Nephrogenic diabetes insipidus (NDI) is a human kidney disease affecting the urine-concentrating ability of the kidney. This stems from an inability to respond to the antidiuretic hormone, arginine vasopressin, resulting in a massive excretion of diluted urine. NDI patient manifest polyuria and polydipsia.[1] The symptoms of NDI range in their severity between individuals, owing to the heterogeneity of the mutations responsible for the disorder.[2] Approximately 90% of patients with an X-linked form of NDI (OMIM 304800), which affect male patients, are unable to concentrate their urine in response to the antidiuretic hormone, arginine-vasopressin (AVP). This is caused by mutations in the AVP receptor 2 gene (AVPR2), while the remaining 10% of patients have an autosomal form of NDI (OMIM 125800), caused by mutations in the aquaporin 2 gene (AQP2).[3–8]

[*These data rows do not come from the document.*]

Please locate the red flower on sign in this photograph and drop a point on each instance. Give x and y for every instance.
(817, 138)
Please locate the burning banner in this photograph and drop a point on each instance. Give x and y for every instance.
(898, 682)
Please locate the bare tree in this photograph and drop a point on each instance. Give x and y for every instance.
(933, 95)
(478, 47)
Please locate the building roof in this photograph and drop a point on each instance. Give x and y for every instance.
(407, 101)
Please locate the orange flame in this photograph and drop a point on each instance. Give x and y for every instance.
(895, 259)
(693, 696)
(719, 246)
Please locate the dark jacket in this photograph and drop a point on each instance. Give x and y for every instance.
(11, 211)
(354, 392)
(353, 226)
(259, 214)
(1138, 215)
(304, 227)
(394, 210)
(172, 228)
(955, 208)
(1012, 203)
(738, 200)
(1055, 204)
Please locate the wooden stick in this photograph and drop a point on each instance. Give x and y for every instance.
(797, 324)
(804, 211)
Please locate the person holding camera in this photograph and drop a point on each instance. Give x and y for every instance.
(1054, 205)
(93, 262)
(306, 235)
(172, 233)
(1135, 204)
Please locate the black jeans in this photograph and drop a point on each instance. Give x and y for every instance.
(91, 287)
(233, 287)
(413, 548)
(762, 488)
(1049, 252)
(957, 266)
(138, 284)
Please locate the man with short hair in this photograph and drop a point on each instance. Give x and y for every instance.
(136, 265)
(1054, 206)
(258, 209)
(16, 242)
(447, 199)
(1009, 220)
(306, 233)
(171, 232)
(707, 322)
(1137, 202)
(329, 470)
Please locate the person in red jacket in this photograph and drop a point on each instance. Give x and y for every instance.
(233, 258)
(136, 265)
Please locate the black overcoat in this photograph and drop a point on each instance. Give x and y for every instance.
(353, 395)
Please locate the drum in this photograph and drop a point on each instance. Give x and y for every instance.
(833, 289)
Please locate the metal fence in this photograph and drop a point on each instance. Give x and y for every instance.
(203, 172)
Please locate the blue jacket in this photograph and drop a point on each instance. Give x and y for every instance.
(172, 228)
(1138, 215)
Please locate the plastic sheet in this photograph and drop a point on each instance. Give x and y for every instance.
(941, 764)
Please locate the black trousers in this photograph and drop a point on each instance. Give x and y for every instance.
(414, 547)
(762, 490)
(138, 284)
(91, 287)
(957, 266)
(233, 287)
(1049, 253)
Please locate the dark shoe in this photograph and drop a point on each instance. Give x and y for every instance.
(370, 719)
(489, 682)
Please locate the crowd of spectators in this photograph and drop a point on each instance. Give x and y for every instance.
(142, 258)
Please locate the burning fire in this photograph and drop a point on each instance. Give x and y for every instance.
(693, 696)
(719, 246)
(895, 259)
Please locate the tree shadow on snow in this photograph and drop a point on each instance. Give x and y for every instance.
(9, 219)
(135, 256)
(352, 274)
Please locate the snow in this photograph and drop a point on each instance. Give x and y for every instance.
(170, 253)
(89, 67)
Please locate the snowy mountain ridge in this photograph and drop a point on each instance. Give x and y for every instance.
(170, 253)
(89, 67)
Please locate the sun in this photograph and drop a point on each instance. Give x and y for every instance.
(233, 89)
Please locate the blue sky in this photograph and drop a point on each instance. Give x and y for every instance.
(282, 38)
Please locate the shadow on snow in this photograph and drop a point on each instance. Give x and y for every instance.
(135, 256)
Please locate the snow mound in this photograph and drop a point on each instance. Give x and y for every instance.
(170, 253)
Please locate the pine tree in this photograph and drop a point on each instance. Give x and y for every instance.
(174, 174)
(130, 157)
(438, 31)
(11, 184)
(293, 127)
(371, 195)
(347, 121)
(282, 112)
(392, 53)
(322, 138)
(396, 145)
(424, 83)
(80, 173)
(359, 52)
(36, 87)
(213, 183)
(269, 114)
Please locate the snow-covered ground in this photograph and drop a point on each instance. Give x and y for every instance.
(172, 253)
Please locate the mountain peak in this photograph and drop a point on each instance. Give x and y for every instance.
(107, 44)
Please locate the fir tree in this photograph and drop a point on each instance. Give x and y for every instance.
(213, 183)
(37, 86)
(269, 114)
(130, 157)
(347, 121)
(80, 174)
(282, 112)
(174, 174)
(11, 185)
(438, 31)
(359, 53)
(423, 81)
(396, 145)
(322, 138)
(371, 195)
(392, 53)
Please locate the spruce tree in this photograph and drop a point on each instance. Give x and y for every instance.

According to other scientific findings, over 200 disease-causing AVPR2 mutations had been published, comprising missense, nonsense, small insertions and deletions, large deletions, and complex rearrangements.[9] Those mutations have been identified in more than 300 congenital NDI families, about 56% of which were missense mutations.[10] Molecular diagnosis is the best method for the diagnosis of NDI and studying its genetic mechanisms. Due to the heterogeneity of NDI, we performed exon capture sequencing using next-generation sequencing (NGS), to identify the genetic features of 2 brothers with NDI clinical characteristics. We discovered a novel mutation in AVPR2, and performed the Sanger sequencing for verification. Identification of the patient's clinical characteristics combined with the pedigree verification leads us to believe that we have found 2 patients who conform to X-linked NDI. To the best of our knowledge, this was the first report of the mutation, both nationally and internationally, presenting great significance for the epidemiological study of NDI in China. Owing to the progressive development of techniques for molecular diagnosis, the disease is now diagnosed in most patients at an early age, which is beneficial to the treatment of congenital NDI.[11,12] Meanwhile, our findings will further supplement the databases of genetic diseases in China, contribute to the diagnosis of diseases, and promote the development of precision medicine, such as preimplantation genetic screening, preimplantation genetic diagnosis, prenatal screening, as well as prenatal diagnosis.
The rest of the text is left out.